Четырнадцатая модель была любимым детищем участкового: во время ее закладки ему пришла в голову сумасшедшая мысль — подарить Эдиту-яхту Эдите-певице. Торжественный акт передачи был приурочен к ближайшему концерту дивы в БКЗ «Октябрьский». До концерта оставалось ровно двое суток, и нужно было поспешить, чтобы уложиться в сроки.
…Бычье Сердце закончил осмотр места происшествия только через час, клятвенно заверил Гурия, что пивка они выпьют в самое ближайшее время, и укатил в Питер вместе с трупом и всей бригадой. А Гурий отправился к себе в отделение, сдавать табельное оружие.
В отделении его и настигло еще одно сногсшибательное известие: на бесхитростном и далеком от криминала перегоне Ораниенбаум — Мартышкино обнаружено тело девушки.
…Полнолуние ознаменовалось воем собак. Собак было две — дворняга побольше и одичавший шпиц поменьше. Обе шавки, приписанные к проходной завода «Рассвет», имели неоспоримое преимущество перед всем остальным животным миром — они существовали всегда. Как птица Сирии и птица Алконост, как Сцилла и Харибда, как пирамида и сфинкс, как тяни-толкай, как Христос и Иуда, как двуликий Янус.
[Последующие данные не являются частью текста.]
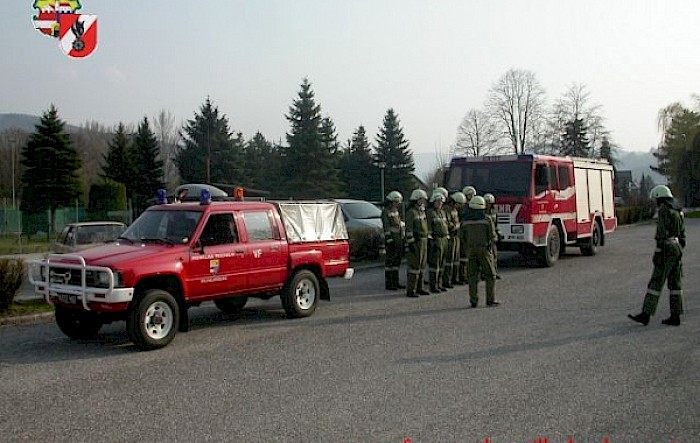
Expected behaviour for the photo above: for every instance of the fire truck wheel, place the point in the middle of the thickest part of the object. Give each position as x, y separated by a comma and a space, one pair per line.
592, 247
231, 305
77, 324
153, 319
550, 253
301, 294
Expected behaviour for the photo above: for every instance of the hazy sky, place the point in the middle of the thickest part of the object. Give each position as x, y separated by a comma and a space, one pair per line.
431, 61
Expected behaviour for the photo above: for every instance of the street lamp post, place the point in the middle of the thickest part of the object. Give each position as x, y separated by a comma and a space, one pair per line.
382, 166
12, 148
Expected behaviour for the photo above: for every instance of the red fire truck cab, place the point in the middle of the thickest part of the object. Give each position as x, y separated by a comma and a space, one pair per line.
178, 255
544, 203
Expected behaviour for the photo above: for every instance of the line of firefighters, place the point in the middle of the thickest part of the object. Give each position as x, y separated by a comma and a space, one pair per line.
455, 236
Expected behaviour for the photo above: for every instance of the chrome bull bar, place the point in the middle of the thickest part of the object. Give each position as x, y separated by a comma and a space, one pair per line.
48, 285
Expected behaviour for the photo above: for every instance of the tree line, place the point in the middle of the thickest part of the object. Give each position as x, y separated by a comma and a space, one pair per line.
312, 163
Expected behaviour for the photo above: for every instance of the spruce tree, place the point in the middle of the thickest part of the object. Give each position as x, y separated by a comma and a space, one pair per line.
210, 154
393, 152
50, 179
574, 140
358, 169
310, 169
117, 161
148, 167
262, 161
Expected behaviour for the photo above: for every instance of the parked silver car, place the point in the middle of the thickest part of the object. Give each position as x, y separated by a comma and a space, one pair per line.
82, 235
364, 222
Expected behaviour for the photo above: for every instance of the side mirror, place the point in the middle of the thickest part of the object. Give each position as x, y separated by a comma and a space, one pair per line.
198, 247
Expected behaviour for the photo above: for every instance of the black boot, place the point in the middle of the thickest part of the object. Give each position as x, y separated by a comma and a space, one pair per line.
642, 318
673, 320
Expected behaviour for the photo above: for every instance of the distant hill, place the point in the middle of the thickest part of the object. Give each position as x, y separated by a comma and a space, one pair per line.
25, 122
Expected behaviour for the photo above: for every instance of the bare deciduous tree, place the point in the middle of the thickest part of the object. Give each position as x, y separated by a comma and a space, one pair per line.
516, 101
168, 136
91, 142
478, 134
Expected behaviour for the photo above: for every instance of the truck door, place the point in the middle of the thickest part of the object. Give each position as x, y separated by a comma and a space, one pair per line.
266, 249
221, 267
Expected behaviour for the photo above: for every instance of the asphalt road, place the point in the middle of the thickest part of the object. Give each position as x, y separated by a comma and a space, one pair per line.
558, 360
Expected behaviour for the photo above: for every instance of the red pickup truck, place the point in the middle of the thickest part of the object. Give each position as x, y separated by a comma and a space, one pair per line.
175, 256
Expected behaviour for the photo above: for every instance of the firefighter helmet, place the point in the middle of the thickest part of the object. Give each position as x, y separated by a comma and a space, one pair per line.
417, 194
395, 196
437, 195
469, 191
459, 197
477, 202
660, 191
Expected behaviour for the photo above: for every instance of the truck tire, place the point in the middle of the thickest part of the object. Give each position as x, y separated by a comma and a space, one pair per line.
300, 295
231, 305
153, 319
79, 325
549, 254
591, 248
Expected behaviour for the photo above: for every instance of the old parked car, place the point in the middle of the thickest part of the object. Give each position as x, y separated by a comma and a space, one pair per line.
364, 222
82, 235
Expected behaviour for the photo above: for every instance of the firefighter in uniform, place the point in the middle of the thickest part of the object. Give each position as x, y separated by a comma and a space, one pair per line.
480, 234
453, 208
670, 241
437, 244
461, 278
393, 240
491, 212
417, 233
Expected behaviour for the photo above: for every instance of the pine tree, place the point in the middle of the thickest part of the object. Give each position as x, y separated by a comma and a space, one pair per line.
52, 163
356, 168
262, 161
117, 165
310, 168
393, 152
148, 168
574, 140
209, 153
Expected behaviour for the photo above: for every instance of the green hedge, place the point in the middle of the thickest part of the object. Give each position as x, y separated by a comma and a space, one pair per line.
11, 275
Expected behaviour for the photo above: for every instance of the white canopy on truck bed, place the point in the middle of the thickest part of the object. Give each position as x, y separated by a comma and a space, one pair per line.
312, 221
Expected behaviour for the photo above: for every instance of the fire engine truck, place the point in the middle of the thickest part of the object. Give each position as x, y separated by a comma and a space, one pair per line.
544, 203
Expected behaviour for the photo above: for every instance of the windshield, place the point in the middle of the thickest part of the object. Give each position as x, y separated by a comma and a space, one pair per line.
361, 210
163, 226
501, 179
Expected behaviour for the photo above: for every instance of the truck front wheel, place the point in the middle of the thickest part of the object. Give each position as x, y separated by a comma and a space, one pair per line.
301, 295
77, 324
153, 319
549, 254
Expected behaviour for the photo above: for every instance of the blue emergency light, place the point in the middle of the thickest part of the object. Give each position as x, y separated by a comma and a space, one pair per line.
162, 196
204, 197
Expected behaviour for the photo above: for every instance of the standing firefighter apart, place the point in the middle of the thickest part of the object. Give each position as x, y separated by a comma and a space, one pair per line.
417, 243
453, 209
480, 234
670, 241
393, 240
437, 244
461, 273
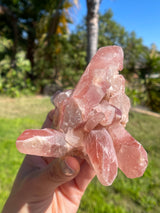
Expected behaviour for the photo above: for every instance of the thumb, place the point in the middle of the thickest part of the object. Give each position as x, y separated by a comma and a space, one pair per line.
58, 172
Так, во всяком случае, думала Лена.
Она жила в этом доме на Васильевском восемь лет — и все восемь лет шпиц и дворняга мозолили ей глаза. Дом под номером 99 был последним на Четырнадцатой линии и стоял особняком. То есть не совсем особняком. От остальных, густо прилепившихся друг к другу домов его отделяла всего лишь неширокая Камская улица. По другую сторону протекала когда-то живописная, а теперь загаженная до безобразия речушка Смоленка. Муж Лены, Гжесь, именовал дом «предбанником господа бога».
В этом была известная доля истины: окна их квартиры на шестом этаже выходили сразу на три кладбища — православное, армянское и лютеранское.
Самое время подумать о душе.
Но о душе Лена и Гжесь не думали. Они думали о том, как бы поскорее развестись.
В состоянии вялотекущего разрыва отношений они находились последние три года, и конца-краю этому процессу видно не было.
Лена и Гжесь вели затяжную позиционную войну.
Иногда война сменялась кратковременным перемирием и даже братанием: Гжесь, как и всякий здоровый тридцатилетний мужик, имел известного рода потребности, и когда дежурной шлюхи для их удовлетворения не оказывалось, в ход шла Лена. Лена в сто тридцать третий китайский раз давала себе слово не поддаваться на провокации — и с завидным постоянством нарушала его. Все дело было в подлом и дурном характере Гжеся — он всегда получал свое.
Во всяком случае, от Лены. Проще было завалиться с ним в койку, чем слушать звон бьющейся посуды и треск разрываемых на корпию занавесей. В какой-то момент Лена заменила весь имеющийся в доме фарфор и фаянс на одноразовые пластиковые тарелки и вилки. И к чертовой матери сняла все портьеры и прилагающийся к портьерам тюль. Что-то ты теперь будешь делать, дружочек Гжесь?
Дружочек Гжесь раздумывал недолго: он раскурочил кухонный комбайн, подаренный на свадьбу, после чего застыл в оконном проеме с видеодвойкой в руках.
Видеодвойка была единственным ценным предметом в их доме, и расстаться с ней у Лены не было никаких сил.
Гжесь одержал очередную победу на важном стратегическом направлении.
Но проиграть сражение еще не значит проиграть войну.